In July, Intel Corporation
announced that its total investment in new operations had increased to $600 million – $250 million above the $350 million reported in December 2020. Driving this investment growth: the decision to accelerate the ramp-up of assembly and testing operations, to support both new customer demands and growth of existing operations in Costa Rica.
These operations are part of Intel's organization on Manufacturing, Supply Chain, and Operations, which does similar work in Europe, the Middle East, Asia, and the United States. Once the silicon wafer manufacturing process is complete at Intel factories, they are cut and sent to a testing and assembly facility. Each chip is assembled in a package that provides protection and enables the chip to connect with other components. Finally, its functionality is tested.
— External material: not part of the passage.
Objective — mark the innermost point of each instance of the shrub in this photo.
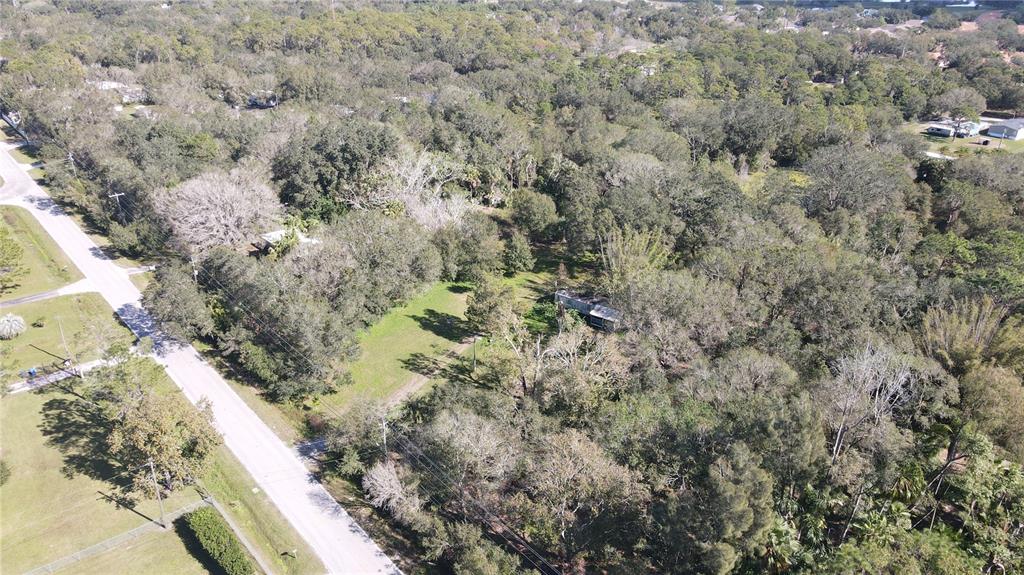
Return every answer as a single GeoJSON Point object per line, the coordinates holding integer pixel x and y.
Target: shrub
{"type": "Point", "coordinates": [11, 326]}
{"type": "Point", "coordinates": [216, 537]}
At this time, these newest operations already employ more than 1,000 direct and indirect employees, with about 100 open positions remaining. Requirements may be consulted only at www.intel.com/jobs
New employees undergo a training process upon entry, in technical aspects, occupational health, and company culture.
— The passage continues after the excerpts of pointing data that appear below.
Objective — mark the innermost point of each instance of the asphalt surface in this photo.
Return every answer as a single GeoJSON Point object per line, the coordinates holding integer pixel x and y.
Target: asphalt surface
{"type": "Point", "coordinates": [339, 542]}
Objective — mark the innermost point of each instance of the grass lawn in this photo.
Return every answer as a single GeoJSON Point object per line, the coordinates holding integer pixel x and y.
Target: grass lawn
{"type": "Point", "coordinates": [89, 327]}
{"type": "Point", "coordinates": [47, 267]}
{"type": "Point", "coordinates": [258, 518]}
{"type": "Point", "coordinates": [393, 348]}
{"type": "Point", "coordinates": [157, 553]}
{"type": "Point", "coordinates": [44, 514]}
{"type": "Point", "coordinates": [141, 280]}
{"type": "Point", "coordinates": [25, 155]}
Ileana Rojas, Intel General Manager in Costa Rica, indicated that, “at this time, our existing infrastructure, synergy with operations already in place, talent, the free zone regime, and legal certainty have offered Intel favorable conditions for expanding our Costa Rican operations. The country must continue promoting its competitiveness, as occurs throughout the world."
Intel in Costa Rica: High-Value Operations
Intel has approximately 2,900 employees and creates more than 4,000 indirect jobs. The company's high-value activities are divided into three major centers of excellence:
1. A Research and Development Center (R&D): Currently, the largest and the greatest exporter of these types of services, dedicated to the design, prototype, testing, and validation of integrated circuit solutions and platforms; 30% of the workforce is employed here.
2. A Global Services Center: Designs, executes, and transforms multifunctional business processes on a global level in Finance, Human Resources, Information Technology, Sales and Marketing, and Supply Chain. Another 45% of the workforce is employed here.
3. Processor Assembly and Testing: 25% of the organization's Manufacturing, Supply Chain, and Operations team is employed here, where some of the corporation's main servers are assembled, tested, and packaged.
In addition to its operations, Intel also invests in the country and its people. With skills-based volunteering, they have brought science, technology, engineering, art, and math (STEAM) to hundreds of students across the country.